Wong KC., Jones M., Sadarmin PP., De Bono J., Qureshi N., Rajappan K., Bashir Y., Betts TR.
AIMS: Mitral isthmus ablation is technically challenging, often requiring both endocardial and epicardial coronary sinus (CS) ablation. Blood flow in the CS and circumflex artery may act as a 'heat sink' and reduce the efficacy of radiofrequency ablation. This study investigates how the CS and circumflex artery diameters affect mitral isthmus ablation. METHODS AND RESULTS: Thirty-five patients underwent ablation for atrial fibrillation.

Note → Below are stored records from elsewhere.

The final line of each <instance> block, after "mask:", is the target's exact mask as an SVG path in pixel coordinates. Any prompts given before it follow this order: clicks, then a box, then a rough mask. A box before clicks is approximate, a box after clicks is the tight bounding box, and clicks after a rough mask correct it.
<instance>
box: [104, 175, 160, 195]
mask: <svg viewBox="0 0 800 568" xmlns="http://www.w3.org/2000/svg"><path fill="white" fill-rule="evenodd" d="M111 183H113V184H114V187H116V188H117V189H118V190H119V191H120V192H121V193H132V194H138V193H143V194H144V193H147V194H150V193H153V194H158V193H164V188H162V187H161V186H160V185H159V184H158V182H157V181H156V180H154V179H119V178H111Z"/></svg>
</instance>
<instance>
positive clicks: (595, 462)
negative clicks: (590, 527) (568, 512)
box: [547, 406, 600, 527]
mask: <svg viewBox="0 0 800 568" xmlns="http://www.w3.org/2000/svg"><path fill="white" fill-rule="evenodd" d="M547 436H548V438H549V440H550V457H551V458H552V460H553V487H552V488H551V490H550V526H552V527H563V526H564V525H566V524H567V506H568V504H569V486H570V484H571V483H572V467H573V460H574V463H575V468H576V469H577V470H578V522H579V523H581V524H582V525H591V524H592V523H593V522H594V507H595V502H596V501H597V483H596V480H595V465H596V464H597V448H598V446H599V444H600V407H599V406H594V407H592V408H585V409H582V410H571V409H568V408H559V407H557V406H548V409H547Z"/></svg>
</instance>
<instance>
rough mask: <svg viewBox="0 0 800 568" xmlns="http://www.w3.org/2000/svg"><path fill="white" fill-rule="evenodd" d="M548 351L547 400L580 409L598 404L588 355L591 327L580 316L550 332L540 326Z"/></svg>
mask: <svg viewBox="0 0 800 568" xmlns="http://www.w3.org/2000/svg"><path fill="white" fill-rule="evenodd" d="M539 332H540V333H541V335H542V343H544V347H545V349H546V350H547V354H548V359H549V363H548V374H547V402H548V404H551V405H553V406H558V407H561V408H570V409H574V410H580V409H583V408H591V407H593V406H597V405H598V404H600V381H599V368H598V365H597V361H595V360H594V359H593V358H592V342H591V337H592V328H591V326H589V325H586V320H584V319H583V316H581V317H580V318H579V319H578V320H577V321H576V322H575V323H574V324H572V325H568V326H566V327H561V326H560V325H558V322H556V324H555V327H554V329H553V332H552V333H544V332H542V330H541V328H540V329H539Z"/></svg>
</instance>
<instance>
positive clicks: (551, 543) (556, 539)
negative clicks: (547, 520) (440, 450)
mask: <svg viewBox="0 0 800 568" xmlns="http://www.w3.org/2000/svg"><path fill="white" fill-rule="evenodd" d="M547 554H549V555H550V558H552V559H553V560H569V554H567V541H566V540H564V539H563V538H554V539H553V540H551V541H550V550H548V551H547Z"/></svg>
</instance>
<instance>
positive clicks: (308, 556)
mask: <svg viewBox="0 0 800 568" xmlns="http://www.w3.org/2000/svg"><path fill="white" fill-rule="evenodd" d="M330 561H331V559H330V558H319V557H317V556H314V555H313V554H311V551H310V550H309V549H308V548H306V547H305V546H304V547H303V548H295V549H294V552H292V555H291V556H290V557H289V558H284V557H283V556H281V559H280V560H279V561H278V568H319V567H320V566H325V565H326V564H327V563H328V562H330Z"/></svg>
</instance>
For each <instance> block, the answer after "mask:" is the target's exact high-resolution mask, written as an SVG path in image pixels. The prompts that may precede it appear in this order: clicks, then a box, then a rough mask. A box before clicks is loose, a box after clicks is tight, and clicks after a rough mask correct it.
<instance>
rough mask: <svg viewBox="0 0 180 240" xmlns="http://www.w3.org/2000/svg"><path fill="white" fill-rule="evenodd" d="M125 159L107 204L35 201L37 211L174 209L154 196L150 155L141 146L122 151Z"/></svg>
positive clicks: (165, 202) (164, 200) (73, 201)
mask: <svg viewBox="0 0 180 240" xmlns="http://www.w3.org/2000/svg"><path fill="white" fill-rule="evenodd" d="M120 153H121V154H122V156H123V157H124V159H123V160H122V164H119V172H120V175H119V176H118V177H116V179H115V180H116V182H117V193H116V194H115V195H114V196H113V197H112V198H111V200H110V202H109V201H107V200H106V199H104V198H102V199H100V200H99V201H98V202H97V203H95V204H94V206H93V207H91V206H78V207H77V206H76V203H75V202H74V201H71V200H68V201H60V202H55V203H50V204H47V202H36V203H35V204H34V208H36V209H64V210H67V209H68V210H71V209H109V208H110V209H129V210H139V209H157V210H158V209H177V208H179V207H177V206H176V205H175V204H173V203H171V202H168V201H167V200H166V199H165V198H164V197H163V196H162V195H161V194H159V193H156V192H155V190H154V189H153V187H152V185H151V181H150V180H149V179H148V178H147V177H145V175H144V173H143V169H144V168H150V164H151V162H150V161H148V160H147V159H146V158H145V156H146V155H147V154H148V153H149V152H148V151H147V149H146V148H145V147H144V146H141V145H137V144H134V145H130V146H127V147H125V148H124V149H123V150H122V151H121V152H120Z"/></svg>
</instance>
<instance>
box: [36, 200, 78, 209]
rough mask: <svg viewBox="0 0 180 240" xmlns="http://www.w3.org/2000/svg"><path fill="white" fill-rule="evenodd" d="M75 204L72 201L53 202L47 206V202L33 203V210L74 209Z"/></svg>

Irrigated-tip catheters were used during mitral isthmus ablation with the following settings: endocardial surface (maximum power: 40-50 W at the annular end of line; maximum temperature: 48°C); CS (maximum power: 25-30 W; maximum temperature: 48°C). The absence of block after 10 min of endocardial ablation led to CS ablation for up to 5 min. If there was still no block, further ablation was at the discretion of the physician. Coronary angiography and CS venography were performed and analysed with quantitative coronary angiography. Mitral isthmus block was achieved in 31 patients (89%). Twenty-three patients (74%) required CS ablation to achieve block. These patients were found to have significantly larger CS diameters (6.5 ± 1.2 vs. 5.4 ± 0.5 mm, P< 0.02). Coronary sinus diameter >59 mm predicted the need for CS ablation (specificity: 100%; sensitivity: 78%). Coronary sinus diameter correlated significantly with total mitral isthmus ablation time (r = 0.52, P < 0.003) and CS ablation time (r = 0.59, P < 0.0005), whereas circumflex diameter did not. CONCLUSION: Larger-diameter CS is associated with a need for CS ablation during mitral isthmus ablation. Coronary sinus but not circumflex diameter was significantly correlated with total and CS ablation time, supporting the hypothesis that the CS but not the circumflex artery acts as a heat sink.